In order to make the best choices for your particular needs and desires, and to make an investment of time and money that really pays off, a little homework is in order. Let’s get you started with a little background on the basics that will have you making decisions with confidence and cooking in style.
Talk to the Pros
When it comes to considering the return on investment for remodels, you’re really talking about what your home will sell for after that remodel is complete. No one will be able to answer that question better than real estate professionals and professional interior designers who work in your neighborhood. Consult with at least one of each to find out what finishes and extras other clients in your area are looking for, and what they’re willing to pay for those amenities.
Start With a Great Floor Plan
So much happens in the kitchen-a good floor plan can really help you direct activity flow in that high-traffic space. Buyers are looking for their dream kitchen, and they are surprisingly informed about what makes a good floor plan. Make sure your cabinets are conveniently placed for maximum accessibility. Whether that’s surrounding the refrigerator with floor-to-ceiling pantry cabinets, or giving up some cabinet space in order to mount the oven on the wall, think carefully about how you operate in the space. Where are the prep, cooking and cleaning zones in your kitchen, and how will cabinetry best serve them?

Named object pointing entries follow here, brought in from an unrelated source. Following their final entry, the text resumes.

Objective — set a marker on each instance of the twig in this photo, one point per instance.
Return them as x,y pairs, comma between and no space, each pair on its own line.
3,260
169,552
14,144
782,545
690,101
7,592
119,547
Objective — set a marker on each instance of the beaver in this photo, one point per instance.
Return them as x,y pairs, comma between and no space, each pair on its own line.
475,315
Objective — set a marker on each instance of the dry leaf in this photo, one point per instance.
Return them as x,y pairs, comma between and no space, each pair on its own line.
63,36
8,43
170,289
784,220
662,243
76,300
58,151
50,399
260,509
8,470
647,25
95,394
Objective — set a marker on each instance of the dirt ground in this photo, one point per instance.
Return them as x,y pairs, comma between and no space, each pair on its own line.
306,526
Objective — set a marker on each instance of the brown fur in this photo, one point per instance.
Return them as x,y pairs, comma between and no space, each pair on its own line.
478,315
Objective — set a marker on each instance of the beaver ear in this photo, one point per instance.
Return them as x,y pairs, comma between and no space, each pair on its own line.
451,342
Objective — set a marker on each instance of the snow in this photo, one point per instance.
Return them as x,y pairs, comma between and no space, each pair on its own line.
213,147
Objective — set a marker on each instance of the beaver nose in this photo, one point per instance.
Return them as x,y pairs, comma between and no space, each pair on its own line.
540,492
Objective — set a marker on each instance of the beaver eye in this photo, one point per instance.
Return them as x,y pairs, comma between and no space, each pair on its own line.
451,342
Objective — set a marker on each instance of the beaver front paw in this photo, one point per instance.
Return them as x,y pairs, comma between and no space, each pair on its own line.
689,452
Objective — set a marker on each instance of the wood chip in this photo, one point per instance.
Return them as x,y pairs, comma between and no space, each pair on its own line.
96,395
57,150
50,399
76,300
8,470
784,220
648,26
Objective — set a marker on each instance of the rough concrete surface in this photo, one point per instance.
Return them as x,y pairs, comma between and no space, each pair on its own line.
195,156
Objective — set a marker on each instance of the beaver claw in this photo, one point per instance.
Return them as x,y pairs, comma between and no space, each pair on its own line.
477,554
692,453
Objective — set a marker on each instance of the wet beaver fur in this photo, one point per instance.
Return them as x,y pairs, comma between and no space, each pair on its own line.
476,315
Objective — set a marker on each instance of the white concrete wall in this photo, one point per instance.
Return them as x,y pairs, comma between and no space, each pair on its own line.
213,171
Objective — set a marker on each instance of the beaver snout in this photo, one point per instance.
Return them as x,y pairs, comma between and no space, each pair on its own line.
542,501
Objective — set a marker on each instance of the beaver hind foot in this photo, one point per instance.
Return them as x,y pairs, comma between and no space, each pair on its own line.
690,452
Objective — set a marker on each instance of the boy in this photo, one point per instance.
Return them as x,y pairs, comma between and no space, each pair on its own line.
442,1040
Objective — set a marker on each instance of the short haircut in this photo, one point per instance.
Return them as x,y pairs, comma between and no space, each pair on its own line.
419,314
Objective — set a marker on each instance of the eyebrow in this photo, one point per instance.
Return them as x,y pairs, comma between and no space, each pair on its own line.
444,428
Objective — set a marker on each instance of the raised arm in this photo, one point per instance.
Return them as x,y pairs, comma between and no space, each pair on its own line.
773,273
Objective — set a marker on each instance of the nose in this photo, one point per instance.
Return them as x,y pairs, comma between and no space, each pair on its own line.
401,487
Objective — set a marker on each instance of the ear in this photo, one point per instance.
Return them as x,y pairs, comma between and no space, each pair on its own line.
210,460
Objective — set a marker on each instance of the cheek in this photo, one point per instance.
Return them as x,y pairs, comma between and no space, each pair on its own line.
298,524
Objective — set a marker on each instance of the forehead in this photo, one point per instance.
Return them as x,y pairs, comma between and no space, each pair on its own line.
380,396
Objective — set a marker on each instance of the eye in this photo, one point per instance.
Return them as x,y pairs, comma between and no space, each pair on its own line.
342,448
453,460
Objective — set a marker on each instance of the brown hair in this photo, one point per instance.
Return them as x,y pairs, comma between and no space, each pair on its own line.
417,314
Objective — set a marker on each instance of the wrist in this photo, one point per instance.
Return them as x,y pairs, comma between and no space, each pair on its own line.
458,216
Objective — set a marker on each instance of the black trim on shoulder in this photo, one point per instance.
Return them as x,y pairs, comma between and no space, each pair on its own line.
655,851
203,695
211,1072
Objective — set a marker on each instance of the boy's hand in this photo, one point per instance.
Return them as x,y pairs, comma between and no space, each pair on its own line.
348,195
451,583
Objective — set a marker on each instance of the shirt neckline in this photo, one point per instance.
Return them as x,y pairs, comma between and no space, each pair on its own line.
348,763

Any real estate agent will tell you that, if resale value is a consideration in your remodel, you should avoid ornate or trendy styles and finishes. Go with light colors and finishes and simple, timeless hardware and fixtures. While some ultra modern designs are also super simple, remember that “ultra modern” is, by definition, a trend that will change over time. Shaker style cabinets are a good example of modern, timeless and simple design. They look great in kitchens from American traditional to contemporary European. The important advantage of simple is that it tends to be more affordable, which means it’s much easier to recoup that investment.
Make a Good Match
Of course, open floor plans are very desirable right now, so that’s definitely a consideration to make if your remodel budget will allow it. If you’re already working with an open floor plan, be sure that your new cabinets are faced with doors that complement the design style and finishes in the areas of the house that are open to the kitchen. Here again, simple, light finishes really pay off. If you’ve got contemporary built-ins in the family room off the kitchen, or a traditional media center that takes up some major real estate, make sure the kitchen cabinets fit the style.

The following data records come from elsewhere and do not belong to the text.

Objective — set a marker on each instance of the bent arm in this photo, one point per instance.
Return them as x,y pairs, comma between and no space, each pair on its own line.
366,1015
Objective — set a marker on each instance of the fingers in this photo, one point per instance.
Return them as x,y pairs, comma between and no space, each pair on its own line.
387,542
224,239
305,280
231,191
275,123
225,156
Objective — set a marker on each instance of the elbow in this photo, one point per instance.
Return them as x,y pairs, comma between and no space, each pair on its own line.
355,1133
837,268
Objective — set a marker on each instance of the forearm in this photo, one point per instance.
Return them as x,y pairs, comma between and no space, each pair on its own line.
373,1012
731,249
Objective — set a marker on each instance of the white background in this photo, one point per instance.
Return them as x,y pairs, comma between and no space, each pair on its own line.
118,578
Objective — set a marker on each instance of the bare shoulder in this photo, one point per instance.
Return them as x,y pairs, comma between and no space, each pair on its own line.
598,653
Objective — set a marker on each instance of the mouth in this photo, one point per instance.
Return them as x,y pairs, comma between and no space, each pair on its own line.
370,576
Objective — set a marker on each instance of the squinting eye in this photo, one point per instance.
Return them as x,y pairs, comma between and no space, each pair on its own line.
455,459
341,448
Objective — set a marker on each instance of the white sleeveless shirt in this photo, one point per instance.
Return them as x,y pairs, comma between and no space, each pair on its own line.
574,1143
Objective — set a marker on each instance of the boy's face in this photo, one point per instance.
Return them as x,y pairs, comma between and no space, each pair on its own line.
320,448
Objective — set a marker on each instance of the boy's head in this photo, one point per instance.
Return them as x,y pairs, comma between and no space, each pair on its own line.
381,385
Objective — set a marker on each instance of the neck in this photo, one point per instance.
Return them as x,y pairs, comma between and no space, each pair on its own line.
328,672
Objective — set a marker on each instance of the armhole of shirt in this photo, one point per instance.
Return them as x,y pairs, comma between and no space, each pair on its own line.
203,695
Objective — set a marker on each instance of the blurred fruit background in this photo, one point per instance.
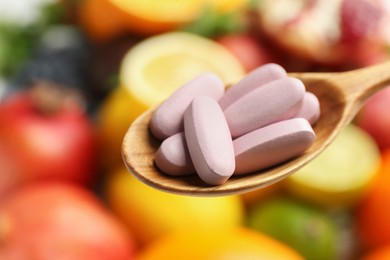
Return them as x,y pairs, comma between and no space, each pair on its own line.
75,74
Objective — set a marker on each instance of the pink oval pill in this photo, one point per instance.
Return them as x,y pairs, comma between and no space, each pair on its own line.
254,79
310,108
275,101
167,120
272,144
172,156
209,141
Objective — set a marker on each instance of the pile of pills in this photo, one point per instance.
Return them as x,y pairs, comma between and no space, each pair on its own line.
261,121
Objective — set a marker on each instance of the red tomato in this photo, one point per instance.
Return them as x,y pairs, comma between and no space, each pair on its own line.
38,145
60,221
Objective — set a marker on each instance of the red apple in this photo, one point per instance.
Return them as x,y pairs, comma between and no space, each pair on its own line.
374,118
45,135
336,32
60,221
246,49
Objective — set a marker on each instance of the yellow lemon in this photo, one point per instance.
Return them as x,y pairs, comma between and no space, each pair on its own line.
233,244
150,213
150,72
342,173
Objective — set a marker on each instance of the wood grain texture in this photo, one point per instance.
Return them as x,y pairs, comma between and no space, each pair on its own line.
341,96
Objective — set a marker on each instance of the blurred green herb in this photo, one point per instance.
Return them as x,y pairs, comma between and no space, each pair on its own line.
213,24
17,42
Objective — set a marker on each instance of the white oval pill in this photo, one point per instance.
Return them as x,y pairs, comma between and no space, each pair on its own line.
310,108
275,101
167,120
173,157
253,80
209,140
272,144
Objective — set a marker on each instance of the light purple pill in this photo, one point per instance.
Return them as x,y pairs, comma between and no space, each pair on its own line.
209,141
272,144
310,108
173,157
275,101
253,80
167,120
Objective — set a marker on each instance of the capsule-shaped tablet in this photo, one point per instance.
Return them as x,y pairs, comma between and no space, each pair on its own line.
167,120
209,141
310,108
275,101
272,144
253,80
173,157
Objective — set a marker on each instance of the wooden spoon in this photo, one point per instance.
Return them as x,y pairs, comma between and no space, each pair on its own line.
341,96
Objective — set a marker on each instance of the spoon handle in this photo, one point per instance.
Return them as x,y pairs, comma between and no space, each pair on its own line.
358,85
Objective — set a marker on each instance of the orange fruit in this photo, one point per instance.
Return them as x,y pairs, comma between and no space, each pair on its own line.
99,19
373,216
238,243
378,254
105,19
150,213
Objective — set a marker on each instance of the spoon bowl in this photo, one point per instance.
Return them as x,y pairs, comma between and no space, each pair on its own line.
341,95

With kitchen remodels, it really is all in the details. One thing buyers today are willing to pay for are those little extras that make cooking and cleaning a much more pleasant affair. Roll-out drawers are definitely worth consideration and are really not the budget buster most of our clients expect them to be. A vertical, pull-out pantry near the fridge or cook top is another favorite, as are quiet-close drawers. We love the look and warmth of under-cabinet lighting, which also makes for great task lighting. And while glass front cabinets are not for everyone, if you do make that choice, be sure to go the extra mile with interior lighting-it makes the kitchen a show stopper.
The Nitty Gritty
Now you’ve got a sense of the choices and amenities available and those that buyers are currently looking for. But when it comes to a return on your remodel investment, what should you look for in the cabinets themselves-high-end for the high rollers or down-and-dirty to make that sale? It’s true that you can see the difference in upscale cabinetry created from specialty woods, but most buyers aren’t expecting that extra. On the other hand, you don’t have to be a real estate agent or designer to spot cheap cabinetry, and buyers definitely don’t want to walk into a kitchen they know they’ll have to remodel themselves.
In our experience, there are lots of quality, mid-range cabinets out there that give you the best chance of making your money back. You need cabinets with the design and craftsmanship that allow you to offer those quiet-close drawers and sliding shelves in the cabinets, and finishes that work with all kinds of design styles.
What are you looking for in your next set of kitchen cabinets?